Determine whether the session ID is true or false by judging whether the variable exists. If it exists, the session ID is true, otherwise it is false, and use the session_regenerate_id() function to Change the session ID and create a new session ID for the session.

The code is as follows:

The running result is as shown in the figure:

This is just an example, the session ID is output for better understanding. And apply this function, and there is no need to output the session ID in programming.

2. Restrict attackers from obtaining session IDs.
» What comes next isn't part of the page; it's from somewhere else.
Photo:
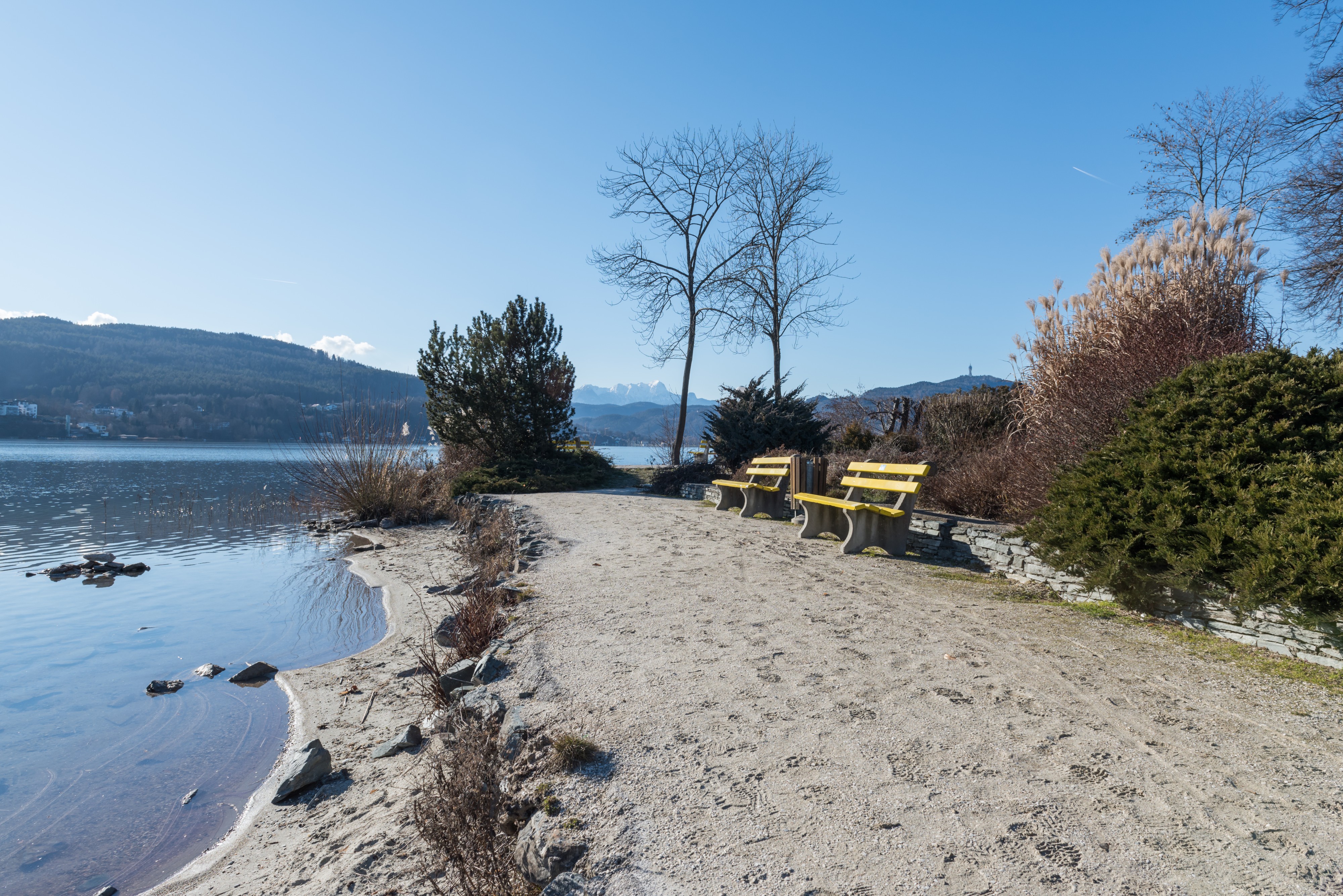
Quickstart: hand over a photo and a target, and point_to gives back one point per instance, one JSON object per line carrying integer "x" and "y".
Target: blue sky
{"x": 362, "y": 170}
The method to limit attackers from obtaining session ID is as follows.
(1) Use a function (md5) to calculate the hash value (hash) of the User-Agent header plus some additional string data. (A hash function takes an arbitrarily large set of data and converts it into a very different-looking data set. The resulting hash value is completely unreproducible and impossible to generate from Another input is generated. )

By adding some data after the User-Agent string, the attacker cannot test the User-Agent string by calculating md5 encoding for common agent values.

(2) Save this encoded string in the user's session data.
(3) Check this hash value every time a request is received from this user.

The code for this solution is as follows:

By causing some trouble for the attacker, even if the attacker obtains the session ID, he cannot destroy it, which can reduce the damage to the system.